BACK STAGE WEST
June 11, 1998
at the Matrix Theatre
There is rare pleasure to be had in the Matrix's now-regular double-casting, in which two actors are assigned each role in each production and then mixed and matched throughout the show's run in various combinations. With a play as resonant and troubled as Larry Atlas' Yield of the Long Bond, this pleasure is especially acute, if problematic. Atlas' bleak love triangle between a rogue Wall Street investor, a slick young lawyer, and a down-at-heels Episcopal pastor is so perorative and schematic, giving each of its three characters more fourth-wall-breaking speeches than real interaction--more to say to us than to each other--that it represents a sort of acting triathlon, a three-way show of dexterity and force. And since Atlas' characters are so atomized and, in director Andrew J. Robinson's artful, worried staging, so sharply drawn, it is easy to imagine all six actors interchanging willy-nilly without much variation in the production's impact.
That impact is no less harsh for its seeming, at bottom, profoundly confused. In pitting a sleek, beautiful young professional woman between a rich vulgarian and a queasy idealist and making her the battleground (unfortunately quite literally) for an intensely serious debate on faith, hope, and love, Atlas risks the canard that he's doing what men, and male writers, have always done: Looked to women for redemption, even as we deemed them in need of our rescue.
The young attorney Ellen Kastner (Julia Campbell, Anna Gunn) is a fallen angel at best, a squeaky-clean Princeton girl unloosed into the high-powered evil and low-level spiritual drudgery of big business, where she learns to play its deadly game as perfectly as she used to say her prayers. That game includes getting into bed with such unsavory charmers as Paul Rosario (Gregory Itzin, Ian McShane), a man with the kind of terrifying self-assurance that dares a challenge. He meets his match in Ellen, who at first plays along with his sexual feints and degradations but soon loses the stomach for them, suggesting--ostensibly as a practical matter--that he get involved in charity work to offset the damage of an impending SEC prosecution.
That leads them into the weak thrall of John Shelly (David Dukes, Byron Jennings), a priest with a modest think-tank project to promote spiritual values in a soulless age--which of course leads to Ellen's wavering consideration of these issues, and in general to the level of windy, contrarian philosophizing on which Atlas clearly wants to operate. He introduces an increasingly lurid and incredible plot, and several new moral wrinkles, into the mix, but even the sudden reversals and telling observational details are as schematic as a prospectus, his dialogue often embarrasingly blunt and self-revealing.

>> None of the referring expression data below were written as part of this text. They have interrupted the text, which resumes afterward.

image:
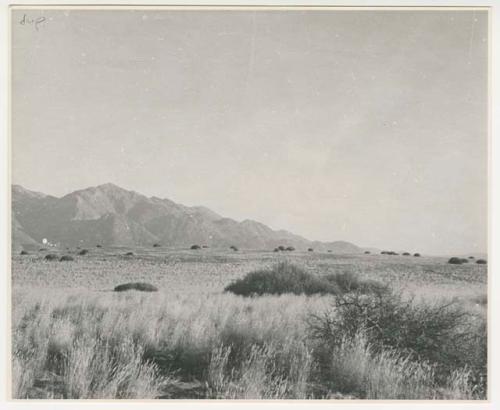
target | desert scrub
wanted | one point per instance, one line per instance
(61, 339)
(281, 278)
(441, 334)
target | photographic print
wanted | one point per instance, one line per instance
(249, 203)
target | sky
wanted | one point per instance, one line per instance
(364, 126)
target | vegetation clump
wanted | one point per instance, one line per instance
(281, 278)
(441, 336)
(457, 261)
(140, 286)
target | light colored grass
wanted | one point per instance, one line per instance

How to play this uneasy mix of monologue, flashback, and confession? Under Robinson's unwavering gaze, these six actors manage, with varying degrees of passion, intelligence, and courage, to elevate the work into the rumination it wants to be. McShane captures Paul's arrogance and steel, Itzin his rue and sick sense of play; Gunn shows us Ellen's terrible complicity in her own loss of innocence, while Campbell suggests the possibly more terrible human fiber that has survived it. Jennings and Dukes have the most difficult, and most schematic, transition of the play; while the tender Jennings makes his priest's turnabout both brutal and pitiful, the edgier Dukes makes it movingly pathetic, a true human loss.
Deborah Raymond & Dorian Vernacchio's sparse set, Keith Endo's busy lights, and Peter Erskine's portentous music are all as deliberate, and as ultimately haunting, as is the acting, consolidating the Matrix's well-deserved reputation as one of the boldest and brightest showcases for stage talent on this coast.